Lebanon’s Brittnee Reynolds – formerly Brittnee Sells – bagged the gobbler.
Brittnee submitted a photo to Tennessee Game & Fish Magazine, and the cutline identified her as “Brittnee Reynolds.”
Sensing a local-interest story, I attempted to locate Brittnee by contacting the National Wild Turkey Federation, the official record-keeper. It had no “Brittnee Reynolds” listed.
After I wrote a column in last week’s Lebanon Democrat about the mystery I got a call – and explanation – from Brittnee:
When she killed the gobbler she was unmarried, so she registered it with the NWTF under her maiden name – Sells.
A month later Brittnee married Hunter Reynolds. By then her record was NWTF-certified, so when she submitted the photo to the magazine she used her new married name – Reynolds.
“That’s what caused the confusion,” Brittnee said. “I was identified as ‘Brittnee Sells’ at the NWTF and later as ‘Brittnee Reynolds’ in the magazine.”
This is her story of the hunt:
“I was bow hunting last Sept. 24 on the opening day of archery season, and no deer were moving that morning. I knew there were some turkeys in the area, so I got out my slate call and called a few times.
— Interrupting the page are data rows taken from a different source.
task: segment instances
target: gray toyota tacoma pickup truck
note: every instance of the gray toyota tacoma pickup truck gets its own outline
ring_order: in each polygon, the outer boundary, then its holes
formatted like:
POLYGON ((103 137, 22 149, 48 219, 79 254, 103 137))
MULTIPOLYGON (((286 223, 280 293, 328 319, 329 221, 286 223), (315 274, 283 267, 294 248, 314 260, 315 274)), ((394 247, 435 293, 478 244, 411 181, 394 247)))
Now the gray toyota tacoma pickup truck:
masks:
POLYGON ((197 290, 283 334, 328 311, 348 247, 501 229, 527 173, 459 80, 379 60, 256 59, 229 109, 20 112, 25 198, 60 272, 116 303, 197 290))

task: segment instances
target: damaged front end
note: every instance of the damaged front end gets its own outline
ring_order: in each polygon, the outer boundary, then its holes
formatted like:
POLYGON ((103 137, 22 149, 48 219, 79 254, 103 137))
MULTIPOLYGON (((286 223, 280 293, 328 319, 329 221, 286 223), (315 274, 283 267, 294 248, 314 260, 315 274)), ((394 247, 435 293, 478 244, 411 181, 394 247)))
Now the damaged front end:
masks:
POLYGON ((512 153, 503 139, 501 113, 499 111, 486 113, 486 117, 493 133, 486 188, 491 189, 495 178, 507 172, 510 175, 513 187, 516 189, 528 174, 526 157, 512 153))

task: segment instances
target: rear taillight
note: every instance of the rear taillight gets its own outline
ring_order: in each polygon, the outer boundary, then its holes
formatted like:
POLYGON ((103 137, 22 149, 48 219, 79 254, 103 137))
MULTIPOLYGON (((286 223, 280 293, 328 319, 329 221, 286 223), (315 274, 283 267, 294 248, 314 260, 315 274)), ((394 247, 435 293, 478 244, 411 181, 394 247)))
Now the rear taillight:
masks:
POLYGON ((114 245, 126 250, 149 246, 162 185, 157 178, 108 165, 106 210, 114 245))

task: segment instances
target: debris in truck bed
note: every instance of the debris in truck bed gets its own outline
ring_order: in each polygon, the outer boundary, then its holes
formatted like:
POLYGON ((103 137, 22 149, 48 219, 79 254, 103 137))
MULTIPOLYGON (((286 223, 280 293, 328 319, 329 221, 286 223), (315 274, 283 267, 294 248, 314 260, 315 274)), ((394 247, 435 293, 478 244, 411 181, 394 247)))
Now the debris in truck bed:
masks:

Three hens and two gobblers came in and I got one of the gobblers right between the wing bones with my compound bow.”
(During deer archery season, turkeys can be taken with a bow.)
The gobbler weighed 16 pounds, 6 ounces, not nearly as big as a 23-pound personal-best longbeard Britteee had bagged on a previous hunt during her three years of turkey hunting.
“But since I got it with a bow, I decided to check on the NWTF website to see how it compared to others that had been taken by bow hunters,” she said.
As it turned out, no other Tennessee turkey was registered under the archery classification, which meant Brittnee’s bird was the biggest. The NWTF also has separate classifications for male and female hunters, so her turkey holds the female record as well.
In addition to its 16 pound, 6-ounce weight, the turkey had a 9 4/16-inch beard and 10/16-inch spurs. The NWTF uses a scoring system that incorporates body weight, beard length and spur length to determine a turkey’s record stats.
“I’m very proud of it,” said Brittnee, who received a certificate from the NWTF. “My husband was as thrilled as I was over it.”
Brittnee struck out during the just-completed spring season.
“I was so busy that I didn’t get to hunt much,” she said. “I didn’t even get a shot. Turkeys are hard.”
Brittnee is employed at Lebanon’s Lochinvar water heater company and is also immersed in a start-up business, Spunky’s Saucy Dog Food Truck from which she sells specialty hot dogs, home-made pies and ice cream near the town square and other Lebanon locations.
She invites folks to come by for a lunch treat – and she’ll also treat them to the story about how she put her name in the turkey-hunting record book.